A brush with severe bradycardia
As someone who was training for an ultra-marathon, Rachel assumed her very low heart rate was a sign of her fitness. In fact she was in need of a pacemaker for a serious heart rhythm condition.
Mine is a story of an 'electrical fault' in the heart – a serious condition with an instant fix!
I was 51, fit, ate well and was about the right weight. So in June 2018, when I began to feel tenderness in my chest, it was not bad enough to slow me down. Then when I became short of breath going upstairs and slightly dizzy when I stood up, I decided I lacked iron and stepped up my iron intake. When I lay in bed one night and felt my pulse barely getting to 30 beats per minute, I thought 'wow, I must be fitter than I thought'.
This was all within the space of five days. I remember a fleeting moment when I thought, 'this could be serious', then dismissed it as I am robust and healthy.
By day six I was becoming weaker and after my weekly pilates session – apparently, I looked grey – I took myself to the doctor.

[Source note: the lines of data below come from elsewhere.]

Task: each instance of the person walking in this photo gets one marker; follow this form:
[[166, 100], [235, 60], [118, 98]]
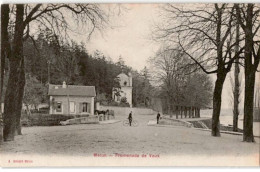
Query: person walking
[[130, 118], [158, 117]]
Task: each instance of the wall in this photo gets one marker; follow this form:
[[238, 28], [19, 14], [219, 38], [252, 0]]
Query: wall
[[126, 110], [128, 92], [77, 101]]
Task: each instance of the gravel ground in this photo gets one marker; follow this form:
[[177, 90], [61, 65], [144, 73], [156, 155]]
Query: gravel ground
[[87, 139]]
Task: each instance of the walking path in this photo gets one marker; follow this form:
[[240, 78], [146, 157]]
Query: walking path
[[175, 146]]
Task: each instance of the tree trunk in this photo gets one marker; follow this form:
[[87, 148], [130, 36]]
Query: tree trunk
[[20, 99], [217, 103], [236, 83], [248, 107], [249, 77], [4, 53], [12, 98]]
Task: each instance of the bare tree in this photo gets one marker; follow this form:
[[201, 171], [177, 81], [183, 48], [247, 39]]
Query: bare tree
[[249, 20], [56, 17], [236, 89], [205, 34]]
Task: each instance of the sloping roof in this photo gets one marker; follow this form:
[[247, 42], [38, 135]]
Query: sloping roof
[[72, 90]]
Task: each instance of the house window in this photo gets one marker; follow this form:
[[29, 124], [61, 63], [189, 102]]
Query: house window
[[58, 108], [84, 107], [72, 107]]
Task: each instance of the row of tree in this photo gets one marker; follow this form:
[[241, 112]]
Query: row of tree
[[206, 34], [180, 81], [19, 22], [32, 59]]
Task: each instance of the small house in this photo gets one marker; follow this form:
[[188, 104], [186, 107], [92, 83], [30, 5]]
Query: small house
[[125, 88], [71, 99]]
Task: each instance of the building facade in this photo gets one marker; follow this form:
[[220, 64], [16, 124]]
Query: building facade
[[71, 99], [125, 90]]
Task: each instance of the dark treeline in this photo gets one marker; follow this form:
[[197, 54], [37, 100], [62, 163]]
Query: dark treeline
[[52, 61]]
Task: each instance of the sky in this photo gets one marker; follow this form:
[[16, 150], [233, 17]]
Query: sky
[[130, 36], [130, 39]]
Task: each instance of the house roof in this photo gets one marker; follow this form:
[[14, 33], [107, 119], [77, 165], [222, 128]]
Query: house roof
[[71, 90]]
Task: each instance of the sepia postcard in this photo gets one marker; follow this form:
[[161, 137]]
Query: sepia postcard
[[130, 84]]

Within approximately five minutes I was diagnosed with severe bradycardia, a dangerously low heartbeat. I had an atrioventricular block (AV block) meaning the electrical circuit in my heart had broken down. I was fast tracked to hospital for a pacemaker.
After a week of tests, the cardiologist said, 'no known cause' and assured me this was a good outcome. Mechanically my heart was fine and now with my pacemaker, I was good to go for another 50 years he said. So, I did just that. I was skiing two weeks later and back training for a 50km ultramarathon I had registered for months before my heart episode.
I knew that people had heart issues from being overweight, sedentary, and congenital or genetic reasons. I also knew that people who were incredibly athletic and strained their heart were also at risk as were people in their senior years. It had not occurred to me that a heart problem can strike randomly and have no known cause at any age.
I guess I thought I was almost indestructible, so I found it hard to come to terms with this happening to me. Luckily, because of medical technology, my three teenage sons still have a mother. I do have a little square box outlined in my chest to remind me every time I look in the mirror too!